Earth collided with an interstellar cloud millions of years ago
06-15-2024

Earth collided with an interstellar cloud millions of years ago

Around two million years ago, Earth was home to early human ancestors living alongside saber-toothed tigers, mastodons, and massive rodents. 

The planet experienced multiple ice ages, likely caused by factors such as Earth’s tilt, rotation, tectonics, volcanic activity, and atmospheric carbon dioxide levels. 

However, a new study led by Boston University (BU) has suggested that the sun’s location in the galaxy may have also played a significant role.

Interstellar cloud encounter

The experts found that around two million years ago, the solar system encountered an interstellar cloud dense enough to disrupt the sun’s solar wind, which forms the protective heliosphere around the solar system. 

The heliosphere shields Earth from harmful cosmic radiation and galactic rays, which can alter DNA. The dense cloud compressed the heliosphere, briefly exposing Earth to the interstellar medium.

“This paper is the first to quantitatively show there was an encounter between the sun and something outside of the solar system that would have affected Earth’s climate,” said lead author Merav Opher, an astrophysicist at BU. 

Solar wind and the interstellar medium 

Opher’s models, which propose that the heliosphere is shaped like a puffy croissant, have significantly influenced the understanding of how the solar wind interacts with the interstellar medium.

To investigate these phenomena, Opher and her team used sophisticated computer models to trace the sun’s position two million years ago. 

They mapped the path of the Local Ribbon of Cold Clouds system, a series of large, dense, and cold clouds primarily composed of hydrogen atoms. 

Local Lynx of Cold Cloud

The simulations indicated that the Local Lynx of Cold Cloud, a part of this ribbon, could have collided with the heliosphere.

If such a collision occurred, Earth would have been exposed to the interstellar medium, which contains gas, dust, and radioactive particles from exploded stars. Normally, the heliosphere filters out these particles, but without it, they could reach Earth. 

This scenario aligns with geological evidence showing increased levels of iron-60 and plutonium-244 isotopes in ocean sediments, lunar samples, Antarctic snow, and ice cores from that period, coinciding with a cooling phase on Earth.

Iron 60 and plutonium 244 are very rare heavy metals that are created when massive stars explode.

“It is everywhere, in the deep ocean, on the moon, on ice in Antarctica,” said Opher. “These papers describe a global phenomenon. Something happened. And iron 60 is not produced on Earth. So I knew that somehow this iron 60 got trapped in dust, and somehow, 2 to 3 million years ago, we had more dust delivered to us.”

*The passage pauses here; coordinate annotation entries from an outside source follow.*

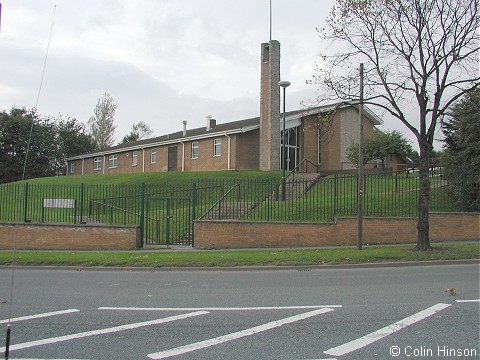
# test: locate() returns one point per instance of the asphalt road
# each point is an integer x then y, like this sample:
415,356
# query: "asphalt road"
359,313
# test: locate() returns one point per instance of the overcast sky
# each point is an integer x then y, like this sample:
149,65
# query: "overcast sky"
162,61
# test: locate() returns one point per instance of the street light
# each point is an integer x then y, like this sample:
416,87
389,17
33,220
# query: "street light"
284,85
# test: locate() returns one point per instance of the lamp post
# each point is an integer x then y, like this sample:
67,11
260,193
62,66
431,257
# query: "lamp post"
284,85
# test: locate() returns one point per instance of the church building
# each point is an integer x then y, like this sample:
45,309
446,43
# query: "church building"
318,136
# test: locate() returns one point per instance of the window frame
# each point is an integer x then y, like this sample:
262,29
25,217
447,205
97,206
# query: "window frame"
97,163
195,150
217,145
153,153
134,158
113,161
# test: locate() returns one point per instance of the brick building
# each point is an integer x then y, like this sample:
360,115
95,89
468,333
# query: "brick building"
321,135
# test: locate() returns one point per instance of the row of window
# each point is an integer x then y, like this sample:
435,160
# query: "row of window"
113,159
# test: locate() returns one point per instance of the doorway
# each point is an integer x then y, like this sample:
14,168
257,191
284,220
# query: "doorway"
172,158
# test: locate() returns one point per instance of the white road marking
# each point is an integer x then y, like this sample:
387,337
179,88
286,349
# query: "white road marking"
236,335
102,331
388,330
300,307
37,316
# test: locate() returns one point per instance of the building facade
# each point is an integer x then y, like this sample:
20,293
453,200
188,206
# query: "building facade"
319,135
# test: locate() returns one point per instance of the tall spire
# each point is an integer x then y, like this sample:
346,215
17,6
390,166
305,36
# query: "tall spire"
270,107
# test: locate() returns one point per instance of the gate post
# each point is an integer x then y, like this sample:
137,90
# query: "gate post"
194,204
142,212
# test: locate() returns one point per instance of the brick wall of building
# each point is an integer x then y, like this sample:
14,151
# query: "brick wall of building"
223,234
68,237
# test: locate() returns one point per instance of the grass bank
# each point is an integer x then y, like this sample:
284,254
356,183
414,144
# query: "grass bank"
303,257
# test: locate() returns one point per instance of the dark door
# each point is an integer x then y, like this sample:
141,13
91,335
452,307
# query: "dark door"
172,158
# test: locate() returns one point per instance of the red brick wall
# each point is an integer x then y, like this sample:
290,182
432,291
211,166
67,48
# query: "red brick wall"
68,237
241,234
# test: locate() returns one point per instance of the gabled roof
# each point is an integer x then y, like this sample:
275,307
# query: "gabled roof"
230,128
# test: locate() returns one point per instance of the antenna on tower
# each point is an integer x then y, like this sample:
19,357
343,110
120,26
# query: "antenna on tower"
270,20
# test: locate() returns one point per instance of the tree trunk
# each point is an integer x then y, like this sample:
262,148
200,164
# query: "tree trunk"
423,226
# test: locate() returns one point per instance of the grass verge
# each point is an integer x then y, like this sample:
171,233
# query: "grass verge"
303,257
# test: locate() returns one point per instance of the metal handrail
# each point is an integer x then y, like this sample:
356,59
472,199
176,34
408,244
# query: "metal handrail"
219,200
307,161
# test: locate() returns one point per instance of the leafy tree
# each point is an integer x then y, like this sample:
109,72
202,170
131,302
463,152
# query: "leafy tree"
139,131
462,151
72,139
14,139
419,55
101,124
379,146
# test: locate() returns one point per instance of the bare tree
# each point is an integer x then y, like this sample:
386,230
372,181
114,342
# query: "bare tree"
420,56
101,124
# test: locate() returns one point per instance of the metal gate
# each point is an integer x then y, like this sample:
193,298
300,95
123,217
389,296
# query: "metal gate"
168,221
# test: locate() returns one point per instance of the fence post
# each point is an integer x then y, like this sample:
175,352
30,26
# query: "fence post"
25,204
81,203
194,204
142,212
334,197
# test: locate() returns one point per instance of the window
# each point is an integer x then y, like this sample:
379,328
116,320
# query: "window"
112,161
97,163
195,150
134,158
153,156
217,147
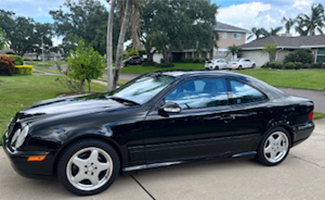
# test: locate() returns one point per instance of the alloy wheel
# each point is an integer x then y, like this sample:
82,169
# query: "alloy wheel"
89,169
276,147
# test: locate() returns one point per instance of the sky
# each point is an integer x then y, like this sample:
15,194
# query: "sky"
242,13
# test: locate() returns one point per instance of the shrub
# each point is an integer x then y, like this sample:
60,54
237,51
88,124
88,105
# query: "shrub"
306,66
84,65
275,65
316,65
18,60
290,65
7,65
165,65
302,56
133,52
24,69
194,60
299,65
149,64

Dense cloud compressed the heliosphere 

“Only rarely does our cosmic neighborhood beyond the solar system affect life on Earth,” said co-author Avi Loeb, the director of Harvard University’s Institute for Theory and Computation. 

“It is exciting to discover that our passage through dense clouds a few million years ago could have exposed the Earth to a much larger flux of cosmic rays and hydrogen atoms.”

The pressure from the Local Lynx of Cold Cloud could have kept the heliosphere compressed for hundreds of years to a million years, depending on the cloud’s size. Once Earth moved away from the cloud, the heliosphere would have re-expanded to encompass all the planets.

Interstellar clouds and Earth’s climate 

While it is difficult to determine the exact impact of these cold clouds on Earth’s climate, Opher argued that the sun has likely encountered other cold clouds over billions of years and will do so again in the future. 

Her team is now working on mapping the sun’s location seven million years ago and further back, using data from the European Space Agency’s Gaia mission, which is creating the largest 3D map of the galaxy.

“This cloud was indeed in our past, and if we crossed something that massive, we were exposed to the interstellar medium,” noted Opher.

Her team at BU’s NASA-funded SHIELD (Solar wind with Hydrogen Ion Exchange and Large-scale Dynamics) DRIVE Science Center is now exploring the potential effects on Earth’s radiation, atmosphere, and climate.

“This is only the beginning,” Opher said. She hopes this research will lead to further exploration of how the solar system’s encounters with interstellar forces have shaped Earth’s history and life.

The study is published in the journal Nature Astronomy.